Japan, in many ways, continues to keep out foreign capital and foreign management. It ranks last in foreign direct investment among the 30 members of the Organization for Economic Cooperation and Development, and second to last in venture capital investment.

Its market for initial public offerings is shrinking because of onerous regulation, according to the Nihon Keizai Shimbun, the country's leading financial newspaper.

As stock markets boomed across the rest of Asia last year, stocks here declined by nearly 12 percent. They are off another 11 percent so far this year. Two major investment firms here say Japan has fallen into recession.

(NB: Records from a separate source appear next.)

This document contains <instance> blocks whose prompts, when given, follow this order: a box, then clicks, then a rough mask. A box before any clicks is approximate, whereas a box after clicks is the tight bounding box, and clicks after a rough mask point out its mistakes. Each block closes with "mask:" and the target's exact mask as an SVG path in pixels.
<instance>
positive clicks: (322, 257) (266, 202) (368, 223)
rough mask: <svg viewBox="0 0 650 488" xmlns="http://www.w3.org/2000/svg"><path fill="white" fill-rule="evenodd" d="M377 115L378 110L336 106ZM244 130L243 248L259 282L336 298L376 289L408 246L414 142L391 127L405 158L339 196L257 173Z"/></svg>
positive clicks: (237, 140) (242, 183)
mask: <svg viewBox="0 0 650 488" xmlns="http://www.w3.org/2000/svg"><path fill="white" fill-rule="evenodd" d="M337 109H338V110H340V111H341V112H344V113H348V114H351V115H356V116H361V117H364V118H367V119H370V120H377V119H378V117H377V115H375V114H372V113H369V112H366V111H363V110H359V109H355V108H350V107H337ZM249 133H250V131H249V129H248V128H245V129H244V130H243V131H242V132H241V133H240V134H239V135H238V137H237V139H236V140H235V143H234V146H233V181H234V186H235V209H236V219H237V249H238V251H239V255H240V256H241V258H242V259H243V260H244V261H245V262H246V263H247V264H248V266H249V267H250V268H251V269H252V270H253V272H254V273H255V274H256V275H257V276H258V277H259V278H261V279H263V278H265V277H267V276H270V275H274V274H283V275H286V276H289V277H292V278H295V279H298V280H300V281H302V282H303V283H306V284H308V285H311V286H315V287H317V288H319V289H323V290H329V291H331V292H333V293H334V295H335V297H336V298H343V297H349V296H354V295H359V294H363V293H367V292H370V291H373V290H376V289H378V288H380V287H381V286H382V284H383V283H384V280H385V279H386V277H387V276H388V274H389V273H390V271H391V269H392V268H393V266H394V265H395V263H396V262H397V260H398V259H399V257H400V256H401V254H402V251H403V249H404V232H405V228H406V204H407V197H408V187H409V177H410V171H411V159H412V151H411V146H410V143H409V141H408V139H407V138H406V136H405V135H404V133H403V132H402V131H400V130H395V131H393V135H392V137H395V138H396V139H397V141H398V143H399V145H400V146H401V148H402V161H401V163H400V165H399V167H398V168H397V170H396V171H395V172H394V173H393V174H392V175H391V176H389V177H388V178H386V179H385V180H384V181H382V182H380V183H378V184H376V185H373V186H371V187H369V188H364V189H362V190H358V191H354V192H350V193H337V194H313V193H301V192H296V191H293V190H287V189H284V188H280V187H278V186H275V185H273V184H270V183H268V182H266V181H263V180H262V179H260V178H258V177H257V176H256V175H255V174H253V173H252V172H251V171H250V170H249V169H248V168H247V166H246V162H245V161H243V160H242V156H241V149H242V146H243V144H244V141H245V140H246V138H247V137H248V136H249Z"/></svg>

Many foreign investors are pulling their money out of Japan and looking elsewhere for good long-term return, said Hiromichi Shirakawa, chief economist in Tokyo for Credit Suisse.

"Japan has failed to generate any interesting investment themes," he said. "Inside this country there is a very limited sense of urgency."

Shirakawa says there are good reasons to be urgently concerned, even about the one area of Japan's economy that remains relatively strong: manufacturing.

"Over the medium to long term, I think that Japanese manufacturers cannot survive because of international competitive pressures," he said.

In the classes he teaches at Tokyo's Keio University, Shumpei Takemori compares Japan's passive acceptance of economic slippage to that of a frog swimming in a dish of slowly warming water. "Our problem is that the frog is already boiled," said Takemori, a professor of economics. "It doesn't have enough energy to jump."